New World raised today’s average price by 5 per cent to HK$19,800, compared with the first batch. With sizes from 264 square feet to 753 sq ft, flats started from HK$5.73 million for the smallest units. Still, that did not deter buyers, who snapped up a third of the offerings within the first two hours, with a customer forking out HK$29 million for two three-bedroom units, according to the developer’s sales and marketing director Akan Wong.
Across town at Kau To Shan, CK Asset Holdings saw a cooling in buyers’ enthusiasm, selling only 10 flats and four houses a day earlier at the upmarket El Futuro project, out of 42 flats and 12 houses offered. El Futuro, scheduled for completion in March 2023, was priced between HK$7.62 million and HK$27.64 million, or HK$15,599 to HK$22,537 per square foot during its first round of sales on October 27.
CK Asset’s luxury project will not sell as quickly as mass-market homes, the agent said, adding that New World’s Tai Wai flats will perform well because there are still many buyers who are able to afford the project’s price bracket.
New World’s strong performance reflects the need for a reliable store of value in an environment of low interest rates, especially when the price point is considered reasonable.
First-home buyers, with financial support from their families, or employees in high-paying jobs, can still afford the flats, especially after the relaxation of mortgage restrictions in October last year, a researcher said.
Still, the impact of rising unemployment rate is “not fully reflected” in Hong Kong’s housing market as those who are laid off, such as those in the service industry, are not the main buyers of the market, the researcher said.

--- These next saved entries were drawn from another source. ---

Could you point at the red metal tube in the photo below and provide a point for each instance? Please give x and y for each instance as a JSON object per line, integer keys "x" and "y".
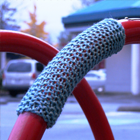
{"x": 132, "y": 30}
{"x": 43, "y": 52}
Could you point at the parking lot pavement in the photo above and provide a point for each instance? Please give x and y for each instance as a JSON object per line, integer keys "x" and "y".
{"x": 72, "y": 123}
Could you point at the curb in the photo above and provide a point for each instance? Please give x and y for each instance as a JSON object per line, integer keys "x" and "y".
{"x": 129, "y": 108}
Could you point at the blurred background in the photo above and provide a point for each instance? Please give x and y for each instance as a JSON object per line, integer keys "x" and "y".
{"x": 115, "y": 80}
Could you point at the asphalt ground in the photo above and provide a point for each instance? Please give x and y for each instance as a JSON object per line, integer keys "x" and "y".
{"x": 72, "y": 123}
{"x": 128, "y": 102}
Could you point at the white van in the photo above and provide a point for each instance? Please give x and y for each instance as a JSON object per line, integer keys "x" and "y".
{"x": 20, "y": 74}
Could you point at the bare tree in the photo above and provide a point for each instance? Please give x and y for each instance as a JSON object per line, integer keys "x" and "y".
{"x": 6, "y": 13}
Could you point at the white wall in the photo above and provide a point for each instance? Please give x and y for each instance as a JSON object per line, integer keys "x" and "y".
{"x": 118, "y": 68}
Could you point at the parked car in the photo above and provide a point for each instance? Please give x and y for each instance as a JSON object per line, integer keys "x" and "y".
{"x": 20, "y": 74}
{"x": 96, "y": 79}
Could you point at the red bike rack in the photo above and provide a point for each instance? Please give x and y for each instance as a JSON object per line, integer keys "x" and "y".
{"x": 27, "y": 123}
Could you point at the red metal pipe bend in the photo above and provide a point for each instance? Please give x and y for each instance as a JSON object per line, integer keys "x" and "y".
{"x": 27, "y": 45}
{"x": 43, "y": 52}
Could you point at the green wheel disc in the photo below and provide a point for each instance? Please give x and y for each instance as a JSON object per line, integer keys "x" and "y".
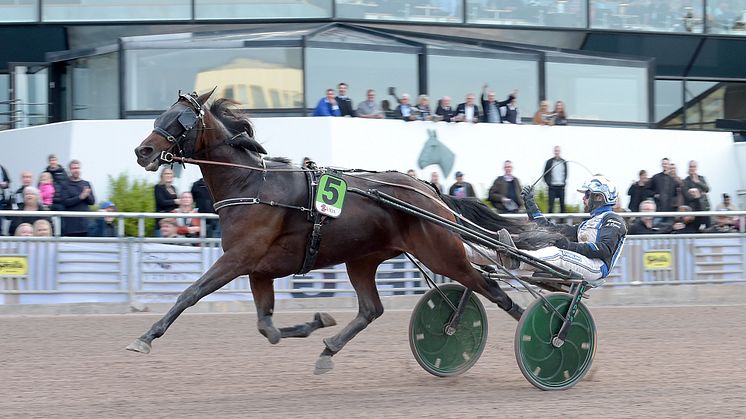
{"x": 438, "y": 353}
{"x": 543, "y": 365}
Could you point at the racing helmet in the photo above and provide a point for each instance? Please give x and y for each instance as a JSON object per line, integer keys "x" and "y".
{"x": 599, "y": 184}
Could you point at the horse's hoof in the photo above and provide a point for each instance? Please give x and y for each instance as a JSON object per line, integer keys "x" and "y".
{"x": 273, "y": 335}
{"x": 326, "y": 319}
{"x": 139, "y": 346}
{"x": 323, "y": 364}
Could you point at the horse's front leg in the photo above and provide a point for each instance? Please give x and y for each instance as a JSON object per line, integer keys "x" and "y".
{"x": 264, "y": 300}
{"x": 222, "y": 272}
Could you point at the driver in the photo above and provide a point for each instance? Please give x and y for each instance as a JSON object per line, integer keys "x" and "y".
{"x": 590, "y": 248}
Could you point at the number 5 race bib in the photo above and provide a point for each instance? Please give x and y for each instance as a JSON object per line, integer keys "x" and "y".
{"x": 330, "y": 196}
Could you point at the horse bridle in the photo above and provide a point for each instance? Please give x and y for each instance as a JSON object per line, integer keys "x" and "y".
{"x": 187, "y": 119}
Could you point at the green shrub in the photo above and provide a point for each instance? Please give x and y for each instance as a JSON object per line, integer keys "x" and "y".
{"x": 135, "y": 196}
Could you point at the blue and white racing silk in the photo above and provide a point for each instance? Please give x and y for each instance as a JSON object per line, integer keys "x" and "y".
{"x": 600, "y": 240}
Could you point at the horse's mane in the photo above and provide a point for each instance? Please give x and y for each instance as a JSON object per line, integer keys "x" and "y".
{"x": 233, "y": 119}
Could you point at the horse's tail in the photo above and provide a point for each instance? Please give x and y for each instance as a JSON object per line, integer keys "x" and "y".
{"x": 478, "y": 213}
{"x": 527, "y": 235}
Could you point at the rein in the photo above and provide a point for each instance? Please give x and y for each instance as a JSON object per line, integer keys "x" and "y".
{"x": 168, "y": 157}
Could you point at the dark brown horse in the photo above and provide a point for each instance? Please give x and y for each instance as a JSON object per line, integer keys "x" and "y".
{"x": 266, "y": 231}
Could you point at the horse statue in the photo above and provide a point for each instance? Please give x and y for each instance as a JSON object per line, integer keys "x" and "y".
{"x": 268, "y": 221}
{"x": 435, "y": 152}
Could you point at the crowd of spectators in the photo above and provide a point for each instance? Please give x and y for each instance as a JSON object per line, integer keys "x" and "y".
{"x": 64, "y": 190}
{"x": 664, "y": 192}
{"x": 58, "y": 189}
{"x": 339, "y": 104}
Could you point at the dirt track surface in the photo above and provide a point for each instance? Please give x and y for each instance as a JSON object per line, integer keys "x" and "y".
{"x": 651, "y": 362}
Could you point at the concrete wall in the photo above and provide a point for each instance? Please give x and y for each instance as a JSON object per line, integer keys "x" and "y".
{"x": 106, "y": 148}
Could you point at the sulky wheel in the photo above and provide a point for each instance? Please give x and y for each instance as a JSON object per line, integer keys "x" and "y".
{"x": 437, "y": 352}
{"x": 544, "y": 365}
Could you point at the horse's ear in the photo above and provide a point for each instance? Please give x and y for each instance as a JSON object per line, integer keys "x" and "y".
{"x": 203, "y": 98}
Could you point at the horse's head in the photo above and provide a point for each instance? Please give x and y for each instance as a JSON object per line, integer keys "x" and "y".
{"x": 174, "y": 132}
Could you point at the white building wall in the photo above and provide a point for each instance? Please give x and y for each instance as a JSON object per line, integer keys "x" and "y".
{"x": 106, "y": 148}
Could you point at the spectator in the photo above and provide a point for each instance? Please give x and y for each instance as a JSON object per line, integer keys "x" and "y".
{"x": 724, "y": 223}
{"x": 505, "y": 193}
{"x": 31, "y": 202}
{"x": 76, "y": 195}
{"x": 369, "y": 108}
{"x": 555, "y": 176}
{"x": 560, "y": 117}
{"x": 166, "y": 199}
{"x": 461, "y": 189}
{"x": 106, "y": 226}
{"x": 696, "y": 189}
{"x": 27, "y": 179}
{"x": 168, "y": 228}
{"x": 24, "y": 230}
{"x": 647, "y": 225}
{"x": 60, "y": 178}
{"x": 726, "y": 204}
{"x": 445, "y": 112}
{"x": 42, "y": 228}
{"x": 467, "y": 111}
{"x": 422, "y": 110}
{"x": 5, "y": 198}
{"x": 491, "y": 107}
{"x": 435, "y": 180}
{"x": 685, "y": 224}
{"x": 343, "y": 101}
{"x": 663, "y": 187}
{"x": 509, "y": 114}
{"x": 58, "y": 172}
{"x": 404, "y": 110}
{"x": 186, "y": 226}
{"x": 46, "y": 189}
{"x": 386, "y": 108}
{"x": 204, "y": 202}
{"x": 543, "y": 116}
{"x": 639, "y": 192}
{"x": 679, "y": 200}
{"x": 327, "y": 105}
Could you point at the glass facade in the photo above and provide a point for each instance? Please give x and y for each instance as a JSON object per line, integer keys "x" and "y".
{"x": 114, "y": 10}
{"x": 598, "y": 92}
{"x": 5, "y": 115}
{"x": 95, "y": 87}
{"x": 361, "y": 70}
{"x": 447, "y": 11}
{"x": 648, "y": 15}
{"x": 278, "y": 9}
{"x": 560, "y": 13}
{"x": 258, "y": 78}
{"x": 668, "y": 98}
{"x": 726, "y": 17}
{"x": 458, "y": 76}
{"x": 19, "y": 11}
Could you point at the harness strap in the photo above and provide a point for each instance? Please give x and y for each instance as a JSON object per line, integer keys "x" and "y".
{"x": 314, "y": 241}
{"x": 251, "y": 201}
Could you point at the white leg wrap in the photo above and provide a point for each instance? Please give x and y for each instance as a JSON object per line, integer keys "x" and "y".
{"x": 477, "y": 258}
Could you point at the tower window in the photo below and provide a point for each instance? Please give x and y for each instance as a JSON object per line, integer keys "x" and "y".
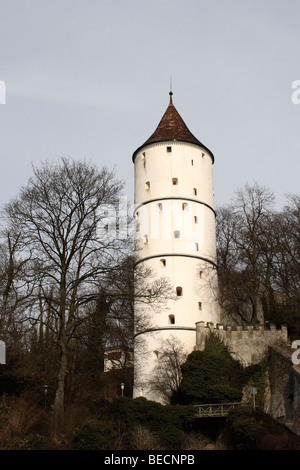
{"x": 179, "y": 291}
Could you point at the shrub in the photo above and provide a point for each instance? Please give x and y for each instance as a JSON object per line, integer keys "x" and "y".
{"x": 96, "y": 435}
{"x": 242, "y": 428}
{"x": 210, "y": 376}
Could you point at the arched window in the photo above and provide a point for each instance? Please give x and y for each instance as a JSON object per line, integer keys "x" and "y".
{"x": 179, "y": 291}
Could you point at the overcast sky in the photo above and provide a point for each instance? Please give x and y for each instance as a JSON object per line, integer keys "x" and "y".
{"x": 90, "y": 79}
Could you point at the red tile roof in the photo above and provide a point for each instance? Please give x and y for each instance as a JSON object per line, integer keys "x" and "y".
{"x": 172, "y": 128}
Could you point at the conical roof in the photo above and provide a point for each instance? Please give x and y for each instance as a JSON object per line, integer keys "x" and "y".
{"x": 172, "y": 128}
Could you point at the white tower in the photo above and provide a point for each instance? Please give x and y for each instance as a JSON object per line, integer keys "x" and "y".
{"x": 175, "y": 226}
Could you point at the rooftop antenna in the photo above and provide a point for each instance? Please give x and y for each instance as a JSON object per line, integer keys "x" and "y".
{"x": 171, "y": 92}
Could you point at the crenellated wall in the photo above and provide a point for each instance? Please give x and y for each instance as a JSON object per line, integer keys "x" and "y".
{"x": 248, "y": 344}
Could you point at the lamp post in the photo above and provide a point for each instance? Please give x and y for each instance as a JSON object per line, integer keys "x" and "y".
{"x": 46, "y": 390}
{"x": 253, "y": 391}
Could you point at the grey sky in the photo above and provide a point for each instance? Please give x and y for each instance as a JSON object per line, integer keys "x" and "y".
{"x": 90, "y": 78}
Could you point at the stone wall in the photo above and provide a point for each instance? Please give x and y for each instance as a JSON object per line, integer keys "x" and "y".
{"x": 248, "y": 345}
{"x": 284, "y": 381}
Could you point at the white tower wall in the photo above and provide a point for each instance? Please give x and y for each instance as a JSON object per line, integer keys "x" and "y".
{"x": 175, "y": 229}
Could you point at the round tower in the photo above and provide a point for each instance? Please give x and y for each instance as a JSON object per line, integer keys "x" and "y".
{"x": 175, "y": 232}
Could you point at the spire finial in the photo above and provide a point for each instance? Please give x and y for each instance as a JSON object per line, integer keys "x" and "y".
{"x": 171, "y": 92}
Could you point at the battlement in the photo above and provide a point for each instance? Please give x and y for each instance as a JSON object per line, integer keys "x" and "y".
{"x": 247, "y": 344}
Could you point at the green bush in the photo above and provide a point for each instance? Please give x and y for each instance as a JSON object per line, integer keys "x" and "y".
{"x": 96, "y": 435}
{"x": 210, "y": 376}
{"x": 166, "y": 423}
{"x": 30, "y": 442}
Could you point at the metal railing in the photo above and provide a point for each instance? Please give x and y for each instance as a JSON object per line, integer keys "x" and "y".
{"x": 214, "y": 410}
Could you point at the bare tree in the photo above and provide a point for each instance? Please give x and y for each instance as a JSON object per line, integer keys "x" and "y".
{"x": 58, "y": 214}
{"x": 243, "y": 232}
{"x": 167, "y": 374}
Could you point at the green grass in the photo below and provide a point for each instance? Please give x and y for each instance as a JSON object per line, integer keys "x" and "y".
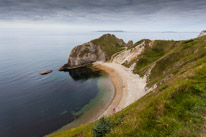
{"x": 176, "y": 108}
{"x": 110, "y": 44}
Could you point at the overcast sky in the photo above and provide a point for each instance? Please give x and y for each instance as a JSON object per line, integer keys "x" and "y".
{"x": 129, "y": 15}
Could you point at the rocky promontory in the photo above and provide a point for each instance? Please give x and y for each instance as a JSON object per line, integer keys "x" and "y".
{"x": 100, "y": 49}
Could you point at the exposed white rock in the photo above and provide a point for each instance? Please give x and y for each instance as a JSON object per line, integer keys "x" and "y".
{"x": 203, "y": 33}
{"x": 129, "y": 55}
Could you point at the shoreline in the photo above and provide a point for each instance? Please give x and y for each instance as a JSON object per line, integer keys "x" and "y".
{"x": 129, "y": 87}
{"x": 118, "y": 90}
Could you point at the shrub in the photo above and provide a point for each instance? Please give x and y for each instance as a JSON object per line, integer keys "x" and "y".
{"x": 102, "y": 127}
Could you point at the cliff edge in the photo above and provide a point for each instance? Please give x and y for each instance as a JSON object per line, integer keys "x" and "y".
{"x": 100, "y": 49}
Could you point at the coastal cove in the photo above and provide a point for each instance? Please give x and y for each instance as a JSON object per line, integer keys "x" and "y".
{"x": 36, "y": 105}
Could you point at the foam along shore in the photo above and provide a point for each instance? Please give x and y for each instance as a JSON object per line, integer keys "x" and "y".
{"x": 129, "y": 87}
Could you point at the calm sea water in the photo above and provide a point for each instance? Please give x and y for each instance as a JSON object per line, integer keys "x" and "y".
{"x": 32, "y": 105}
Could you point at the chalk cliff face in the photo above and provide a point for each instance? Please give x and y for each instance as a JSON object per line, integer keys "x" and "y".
{"x": 84, "y": 54}
{"x": 100, "y": 49}
{"x": 203, "y": 33}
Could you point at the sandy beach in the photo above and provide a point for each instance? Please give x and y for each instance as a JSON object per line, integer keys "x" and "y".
{"x": 129, "y": 87}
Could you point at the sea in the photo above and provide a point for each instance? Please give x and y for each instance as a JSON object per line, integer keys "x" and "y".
{"x": 34, "y": 105}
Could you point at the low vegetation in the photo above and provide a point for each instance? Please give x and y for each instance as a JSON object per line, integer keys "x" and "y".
{"x": 176, "y": 108}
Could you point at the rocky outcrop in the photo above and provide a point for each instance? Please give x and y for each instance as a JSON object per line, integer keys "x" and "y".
{"x": 84, "y": 54}
{"x": 129, "y": 43}
{"x": 45, "y": 72}
{"x": 129, "y": 55}
{"x": 100, "y": 49}
{"x": 203, "y": 33}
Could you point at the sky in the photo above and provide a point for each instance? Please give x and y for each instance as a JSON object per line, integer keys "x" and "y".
{"x": 128, "y": 15}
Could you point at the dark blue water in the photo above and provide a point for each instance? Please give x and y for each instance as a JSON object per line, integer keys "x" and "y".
{"x": 32, "y": 105}
{"x": 36, "y": 105}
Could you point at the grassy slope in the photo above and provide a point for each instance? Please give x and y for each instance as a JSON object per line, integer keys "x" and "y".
{"x": 175, "y": 108}
{"x": 110, "y": 44}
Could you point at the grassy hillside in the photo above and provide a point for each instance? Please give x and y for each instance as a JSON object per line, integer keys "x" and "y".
{"x": 176, "y": 108}
{"x": 110, "y": 44}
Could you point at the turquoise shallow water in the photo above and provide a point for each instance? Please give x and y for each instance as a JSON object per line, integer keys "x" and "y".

Risk could be high for the housing market if more lay-offs take place in other segments of the economy, and if city residents begin to emigrate en masse, causing the sales of projects to slow and putting pressure on prices, the researcher said.
“Hong Kong’s unemployment rate is even higher than the UK” at 4.5 per cent, the researcher said.
Looking ahead, the primary sales market is expected to remain active with several new projects scheduled for launch in the fourth quarter, agent said. “Developers may provide more incentives and discounts to speed up sales before the year end.”
With more units available for sale and protracted negative market factors like the economic recession and mounting market uncertainty, the consultancy expects housing prices to drop by 3 to 5 per cent in the rest of 2020.